Dear Stewart, welcome to the blog world. Do some more homework, do a bit more reading. It is a messy place, without easy answers. It will wash over everything. It is unpredictable. It is big, growing fast, and it may become very important. As The Floyd once said, welcome to the machine.
Dear Stewart, I apologize for being such a cynical snot to you, but I have never, ever, been called a conservative before. If I, Sir, am a conservative, the you, perhaps are a fascist. An Italian fascist with a long moustache. An Italian fascist with a long moustache who drives a French moped. An Italian fascist with a long moustache who drives a French moped who enjoys smelly cheese. An Italian fascist with a long moustache who drives a French moped who enjoys smelly cheese and eats fish and chips wrapped in a ragged, liberal newspaper. An Italian fascist with a long moustache who drives a French moped who enjoys smelly cheese and eats fish and chips wrapped in a ragged, liberal newspaper and voted for George W. Bush. There it is, for all the world to see. You Sir, voted for George W. Bush, which makes you a much stauncher conservative than I. I voted for Ringo, and you voted for George (He was the most undervalued Beatle, wasn't he?). How do I know all of this? The same way that you know that I am a conservative. And I am sure that you wear a red fez - Republican Red.

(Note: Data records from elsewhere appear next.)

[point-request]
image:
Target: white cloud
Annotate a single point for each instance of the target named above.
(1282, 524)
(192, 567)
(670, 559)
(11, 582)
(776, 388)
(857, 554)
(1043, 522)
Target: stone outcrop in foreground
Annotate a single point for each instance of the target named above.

If you are reading this post, I am not sure if you have been following a series of essays and posts that I have been writing for the World Economic Forum's weblog. What has started as a challenge about facts to a major media figure has evolved (for me) into a broader concept about the MSM (mainstream media).

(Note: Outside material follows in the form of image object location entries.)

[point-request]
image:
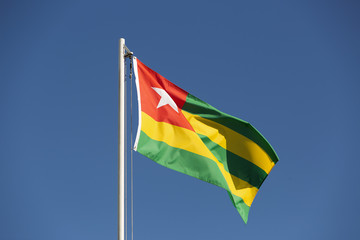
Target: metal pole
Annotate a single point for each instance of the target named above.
(121, 142)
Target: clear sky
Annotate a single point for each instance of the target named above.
(291, 68)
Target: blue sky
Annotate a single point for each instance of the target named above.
(291, 68)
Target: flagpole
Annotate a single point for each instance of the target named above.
(121, 142)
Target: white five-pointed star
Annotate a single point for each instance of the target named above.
(165, 99)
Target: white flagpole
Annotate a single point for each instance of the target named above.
(121, 142)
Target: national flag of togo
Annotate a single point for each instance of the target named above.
(181, 132)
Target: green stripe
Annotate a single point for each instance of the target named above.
(239, 204)
(188, 163)
(196, 106)
(235, 164)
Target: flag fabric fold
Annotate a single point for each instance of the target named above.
(184, 133)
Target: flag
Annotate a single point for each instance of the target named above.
(184, 133)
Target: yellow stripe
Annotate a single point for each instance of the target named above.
(231, 140)
(188, 140)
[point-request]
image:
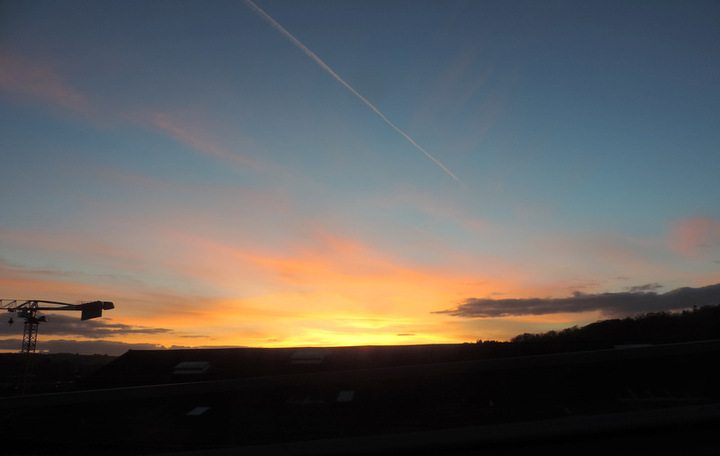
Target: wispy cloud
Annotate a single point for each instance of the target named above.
(696, 237)
(21, 76)
(332, 73)
(197, 138)
(638, 300)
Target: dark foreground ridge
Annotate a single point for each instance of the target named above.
(434, 399)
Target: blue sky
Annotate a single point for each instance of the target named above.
(188, 160)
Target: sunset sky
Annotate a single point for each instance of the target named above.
(317, 172)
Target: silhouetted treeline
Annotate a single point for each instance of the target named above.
(652, 328)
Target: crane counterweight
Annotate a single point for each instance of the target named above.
(28, 311)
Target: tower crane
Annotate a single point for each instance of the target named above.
(28, 311)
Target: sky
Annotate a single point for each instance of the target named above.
(321, 173)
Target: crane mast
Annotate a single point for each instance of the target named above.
(28, 310)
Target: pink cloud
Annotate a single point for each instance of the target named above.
(696, 237)
(195, 137)
(38, 79)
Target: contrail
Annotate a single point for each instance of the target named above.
(325, 67)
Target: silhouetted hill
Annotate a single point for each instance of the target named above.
(47, 372)
(652, 328)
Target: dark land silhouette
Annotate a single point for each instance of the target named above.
(649, 381)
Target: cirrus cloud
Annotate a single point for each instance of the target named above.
(637, 300)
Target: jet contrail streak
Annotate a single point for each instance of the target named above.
(325, 67)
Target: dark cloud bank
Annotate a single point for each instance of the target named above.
(638, 299)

A hypothesis, which I introduced at a WEF session in Davos as a question to members of big media, is that at times the products of the MSM industry can be compared to the products of the tobacco industry. The ethics, the business practices, and the primarily profit driven motivations of both MSM and the tobacco industry have many interesting parallels and similarities. I propose that while the physical ailments of the products of the tobacco industry are known (various cancers), the byproducts of certain MSM products, particularly those devoid of content, or of skewed content, are unknown. Will science in the future be able to track the harm that certain MSM products cause individuals and society in general? If so, what can, or should be done? The organ potentially damaged by MSM's products is the brain, and correlating the relationship between neural or behaviorial disorders and certain media is not easy, or perhaps possible. But I did want to throw this idea out there and see what some initial reactions may be.